Done, I'll let you know what response I get.

Prices are starting to come down, there will be a glut of cheap horses soon and rescues will be full to bursting when all the lockdown buyers get hit with the reality of keeping a horse, especialy through the winter. It's already started with cats and dogs.

Have you tried rescues? They might have just what you need.

These are in Lincolnshire . . .

 

PFGEN

GCM
When looking for a pony it depends very much on the area you live in. I know that round the Geneva area in Switzerland ponies and horses go for silly money. A case of people with too much of the stuff. They'll buy what we would describe as an average animal for the price of an expensive car; madness.

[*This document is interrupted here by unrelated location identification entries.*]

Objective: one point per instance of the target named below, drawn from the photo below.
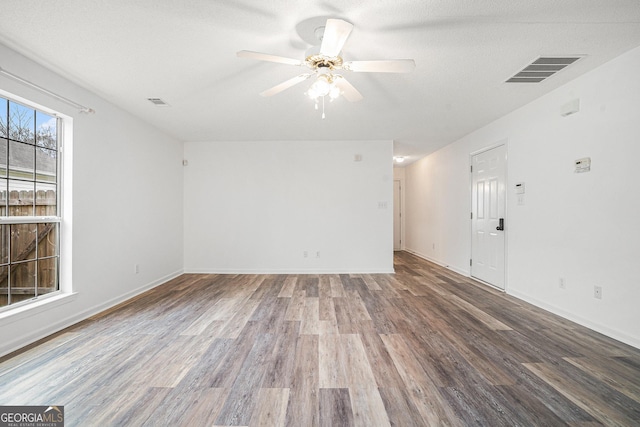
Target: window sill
(34, 308)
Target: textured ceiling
(185, 53)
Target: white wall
(399, 175)
(126, 208)
(582, 227)
(258, 206)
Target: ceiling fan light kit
(326, 62)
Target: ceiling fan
(325, 63)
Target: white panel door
(488, 216)
(397, 216)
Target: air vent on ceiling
(157, 101)
(542, 68)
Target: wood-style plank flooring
(422, 347)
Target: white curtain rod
(74, 104)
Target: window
(29, 203)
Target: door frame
(504, 142)
(400, 211)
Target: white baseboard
(440, 263)
(35, 335)
(249, 271)
(612, 333)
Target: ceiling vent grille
(542, 68)
(157, 101)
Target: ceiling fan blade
(336, 32)
(350, 93)
(266, 57)
(384, 66)
(285, 85)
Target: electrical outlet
(597, 292)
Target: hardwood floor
(422, 347)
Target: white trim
(611, 333)
(503, 142)
(464, 273)
(49, 303)
(284, 271)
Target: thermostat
(583, 165)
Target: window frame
(58, 219)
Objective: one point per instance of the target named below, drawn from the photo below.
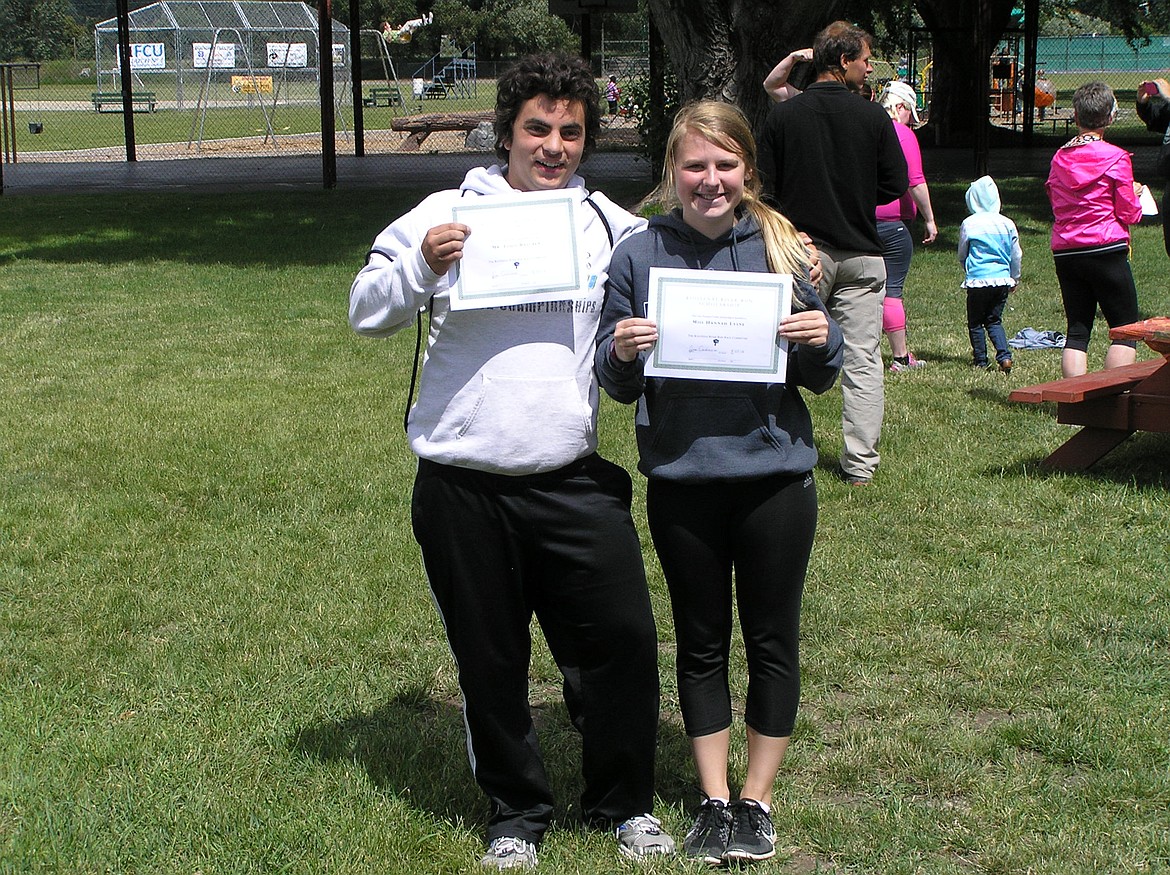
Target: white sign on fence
(225, 55)
(148, 56)
(288, 54)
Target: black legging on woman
(763, 529)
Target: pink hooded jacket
(1091, 187)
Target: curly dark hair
(839, 39)
(557, 76)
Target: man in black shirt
(828, 159)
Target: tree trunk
(724, 48)
(963, 34)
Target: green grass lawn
(218, 652)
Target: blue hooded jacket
(989, 245)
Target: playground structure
(433, 80)
(234, 52)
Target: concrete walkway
(281, 173)
(434, 171)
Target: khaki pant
(853, 288)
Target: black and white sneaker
(509, 853)
(752, 835)
(708, 839)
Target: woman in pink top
(894, 224)
(1094, 200)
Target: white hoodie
(507, 390)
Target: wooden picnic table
(1113, 404)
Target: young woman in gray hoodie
(729, 467)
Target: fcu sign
(148, 56)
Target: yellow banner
(252, 84)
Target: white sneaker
(642, 836)
(509, 853)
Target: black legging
(1089, 278)
(764, 530)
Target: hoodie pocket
(524, 418)
(711, 426)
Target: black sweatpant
(763, 529)
(562, 545)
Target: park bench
(111, 101)
(435, 90)
(422, 126)
(383, 97)
(1059, 117)
(1112, 405)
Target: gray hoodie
(508, 390)
(703, 431)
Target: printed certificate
(522, 249)
(718, 324)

My own parish is basically horse country. Ponies and horses a plenty and unless you're looking for a top pedigree or a trained animal than prices are cheap. Shetland ponies are given away at competitions as prizes! They do make good companions for a lonely horse in the field. Their market value is around fifty euros.

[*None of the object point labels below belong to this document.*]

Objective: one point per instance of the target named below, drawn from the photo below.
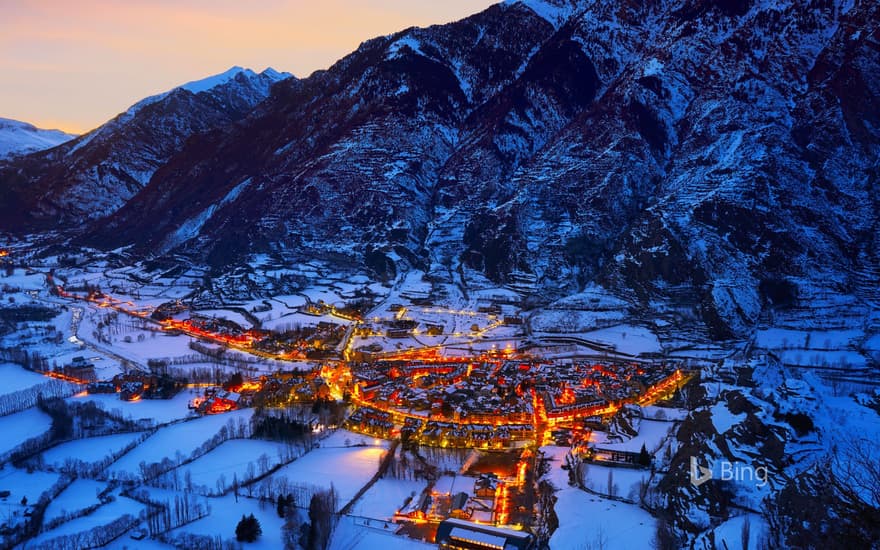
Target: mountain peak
(18, 138)
(556, 12)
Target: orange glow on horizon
(75, 65)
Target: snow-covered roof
(483, 539)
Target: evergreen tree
(644, 458)
(248, 529)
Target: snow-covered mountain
(21, 138)
(709, 157)
(95, 174)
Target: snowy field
(176, 439)
(79, 495)
(652, 434)
(23, 484)
(104, 515)
(160, 410)
(19, 427)
(16, 378)
(361, 534)
(588, 521)
(346, 468)
(225, 515)
(90, 449)
(237, 458)
(387, 497)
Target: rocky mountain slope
(95, 174)
(717, 154)
(21, 138)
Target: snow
(79, 495)
(225, 515)
(23, 484)
(183, 437)
(586, 520)
(652, 434)
(780, 338)
(386, 497)
(553, 14)
(90, 449)
(817, 358)
(19, 427)
(723, 419)
(231, 459)
(17, 138)
(347, 468)
(102, 516)
(729, 533)
(361, 534)
(16, 378)
(626, 339)
(159, 410)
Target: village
(462, 403)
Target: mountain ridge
(663, 150)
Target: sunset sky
(75, 64)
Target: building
(457, 534)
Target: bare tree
(746, 532)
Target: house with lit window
(458, 534)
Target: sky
(74, 64)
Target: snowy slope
(97, 172)
(19, 138)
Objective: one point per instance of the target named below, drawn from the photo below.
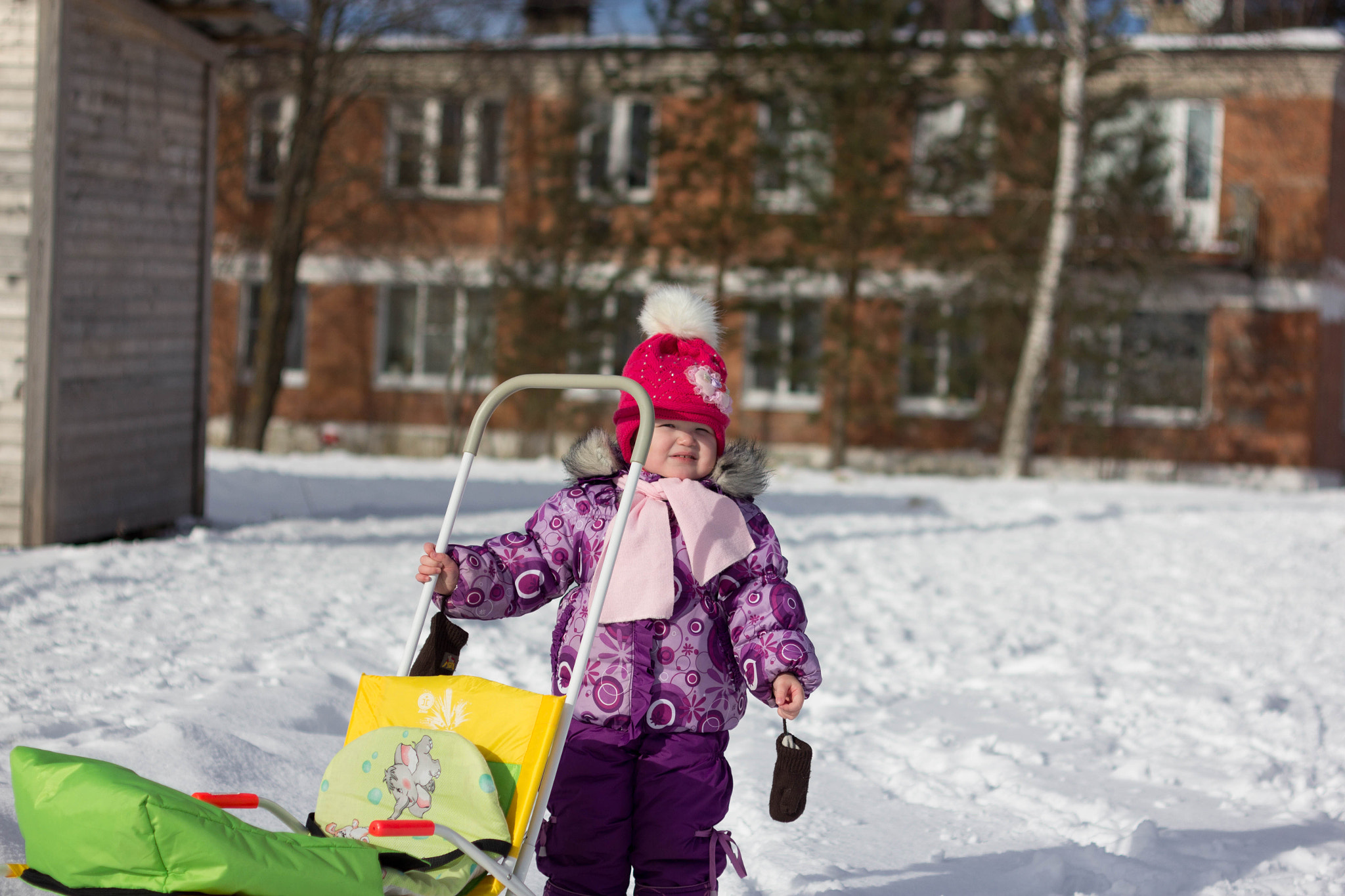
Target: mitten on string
(439, 654)
(790, 785)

I went to an auction with my horse friend and I suggested to her that we bid on a couple just to say we'd bid at the auction. Thankfully we didn't, some of the animals were going for the opening bid and they had good blood lines. We could easily have filled the trailer with new stock. Shop around a bit. Its possible to buy a good/sound animal for not much money.

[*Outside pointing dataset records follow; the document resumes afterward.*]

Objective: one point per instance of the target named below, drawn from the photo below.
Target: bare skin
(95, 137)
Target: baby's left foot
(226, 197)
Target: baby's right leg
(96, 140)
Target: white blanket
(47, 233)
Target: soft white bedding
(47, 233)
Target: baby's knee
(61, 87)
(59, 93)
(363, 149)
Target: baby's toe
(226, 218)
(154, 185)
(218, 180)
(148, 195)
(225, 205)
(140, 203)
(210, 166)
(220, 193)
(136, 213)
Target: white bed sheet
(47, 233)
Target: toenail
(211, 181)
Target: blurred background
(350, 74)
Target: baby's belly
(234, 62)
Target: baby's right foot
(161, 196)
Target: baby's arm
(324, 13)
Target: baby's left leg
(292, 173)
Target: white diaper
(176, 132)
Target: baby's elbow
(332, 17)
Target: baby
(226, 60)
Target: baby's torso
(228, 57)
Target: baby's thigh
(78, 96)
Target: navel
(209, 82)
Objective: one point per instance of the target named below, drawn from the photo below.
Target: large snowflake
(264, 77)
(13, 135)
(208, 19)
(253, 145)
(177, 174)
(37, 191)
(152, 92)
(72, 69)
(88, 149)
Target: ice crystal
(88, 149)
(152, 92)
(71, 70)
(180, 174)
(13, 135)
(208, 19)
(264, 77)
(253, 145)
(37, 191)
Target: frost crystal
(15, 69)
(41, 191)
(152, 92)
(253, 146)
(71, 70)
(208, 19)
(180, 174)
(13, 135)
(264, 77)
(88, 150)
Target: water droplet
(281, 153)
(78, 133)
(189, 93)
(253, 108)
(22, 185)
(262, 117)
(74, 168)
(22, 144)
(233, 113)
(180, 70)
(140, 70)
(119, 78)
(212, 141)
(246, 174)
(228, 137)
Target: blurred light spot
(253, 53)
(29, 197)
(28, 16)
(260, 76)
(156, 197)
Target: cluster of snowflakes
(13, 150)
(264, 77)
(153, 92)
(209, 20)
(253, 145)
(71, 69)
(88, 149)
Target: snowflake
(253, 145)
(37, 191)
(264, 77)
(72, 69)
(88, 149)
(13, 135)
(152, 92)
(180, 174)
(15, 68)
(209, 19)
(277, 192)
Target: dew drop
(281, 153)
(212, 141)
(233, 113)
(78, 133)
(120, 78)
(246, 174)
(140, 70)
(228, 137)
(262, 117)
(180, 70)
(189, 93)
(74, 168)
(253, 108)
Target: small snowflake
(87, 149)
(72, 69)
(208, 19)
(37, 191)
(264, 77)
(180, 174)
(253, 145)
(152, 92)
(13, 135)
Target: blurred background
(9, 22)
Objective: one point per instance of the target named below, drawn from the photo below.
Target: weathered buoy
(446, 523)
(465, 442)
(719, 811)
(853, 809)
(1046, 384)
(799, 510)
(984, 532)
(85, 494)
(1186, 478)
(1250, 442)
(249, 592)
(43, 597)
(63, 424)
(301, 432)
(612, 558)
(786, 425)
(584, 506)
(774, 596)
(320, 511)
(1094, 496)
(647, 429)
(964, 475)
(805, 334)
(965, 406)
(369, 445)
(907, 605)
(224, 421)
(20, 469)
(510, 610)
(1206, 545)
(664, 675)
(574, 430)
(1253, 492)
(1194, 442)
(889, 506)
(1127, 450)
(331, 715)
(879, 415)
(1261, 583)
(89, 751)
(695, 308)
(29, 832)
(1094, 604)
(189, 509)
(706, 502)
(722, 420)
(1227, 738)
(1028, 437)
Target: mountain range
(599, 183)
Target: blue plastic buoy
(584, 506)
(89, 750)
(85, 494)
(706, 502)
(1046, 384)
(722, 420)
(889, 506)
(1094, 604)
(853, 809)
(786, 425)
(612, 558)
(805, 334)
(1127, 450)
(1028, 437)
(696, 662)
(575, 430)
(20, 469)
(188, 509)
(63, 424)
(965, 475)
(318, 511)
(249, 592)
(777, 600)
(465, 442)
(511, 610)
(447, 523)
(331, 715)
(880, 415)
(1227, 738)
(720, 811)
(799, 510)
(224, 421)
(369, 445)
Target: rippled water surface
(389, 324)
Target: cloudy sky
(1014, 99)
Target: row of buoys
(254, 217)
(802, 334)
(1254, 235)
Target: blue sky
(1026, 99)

I'd say there are two options on the pony front. First is buy a young one and train them yourself assuming child can ride. That way you know exactly what the pony has been through. Some people who make them, and horses, saddle sure should be taken out and shot. The second option is to buy an older pony from somebody who has grown and is moving up, say from a c-pony to a d-pony and needs to sell the first one.

If your just looking for a lawnmower then give a rescue animal a second chance. We once rescued a young stallion (7 years) that had been so badly ridden in show jumping it couldn't even jump a pole. Just speaking gently to him would result in him burying his head in my jacket (eyes covered) and he'd soak up some affection. Medical treatment and a few months TLC resulted in a beautiful horse that went on to a good home.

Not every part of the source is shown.